Sportin’ the CALB pack donated by Mike Corbin, and refitted with an actual speed controller from Alltrax, the 1974 Corbin XLP-1 made it all the way to the summit of Mt Washington again – a feat it hadn’t achieved in over 40 years. Here’s the clip of it making the final climb into the summit parking lot:
…and a few shots from the base, and the climb (courtesy of Howie Wemyss):
The original Alternative Energy Regatta had a turtle as the logo, which you can see in the photo above. I learned why, soon enough. The motor was a 2hp Baldor special order, and although it did actually pull the bike up the 12% grades, it was a tall order for it. At the very first pitch out of the parking lot, it slowed down to about 15mph, but once there, it stayed there – didn’t go any slower and pulled like a beast. Kind of a little beast, but it wasn’t giving up.

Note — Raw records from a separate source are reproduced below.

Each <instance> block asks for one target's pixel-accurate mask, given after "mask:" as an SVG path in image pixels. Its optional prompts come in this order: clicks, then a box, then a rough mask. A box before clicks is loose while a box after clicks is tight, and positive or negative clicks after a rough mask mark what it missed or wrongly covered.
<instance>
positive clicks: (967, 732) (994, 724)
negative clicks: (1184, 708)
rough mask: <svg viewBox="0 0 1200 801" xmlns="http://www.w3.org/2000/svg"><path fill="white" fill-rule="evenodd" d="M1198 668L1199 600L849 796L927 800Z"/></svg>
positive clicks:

At about halfway up, I could feel it getting warm, since it was right under my thigh, so I took it easy on it and made several rest stops. (After all, I’m riding a museum piece, right?) In spite of the fact I was worried I was probably pulling some decent amps, the 250A fuse never blew, and the pack, controller and wires stayed cool as cukes. That huge rear drive sprocket? It needed every tooth.
Here are some more photos:
We were goofing around trying to re-create Charlie’s suave pose from the 1974 postcard, but I don’t have the same amount of James Bond Cool Charlie did back then. You’ll have to imagine that part.
Here’s Sue Humphries, Charlie’s lifelong partner, with the bike that, until today, she had never seen actually run.
As is pretty evident, the weather was absolutely perfect, and we were only a few days off from Charlie’s ideal date of June 20 – the Summer Solstice. It was well into the 60s on the summit, with only an occasional puff of wind.
While we were well prepared for carrying the bike down in the truck, it didn’t seem like the noble thing to do, to such a venerable machine. The brakes seemed to be in good shape, and though the throttle assembly was integral with the front brake lever and I’d had to move it to put the Domino throttle on, I didn’t disconnect it, and could still use it. We started the slow, steady descent, alternating front and rear braking to allow some cooling. They got hot enough to burn fingers, but never faded or smelled. The bike made it all the way down, on it’s own two wheels.
As Sue said, Charlie MacArthur will always be a part of this mountain.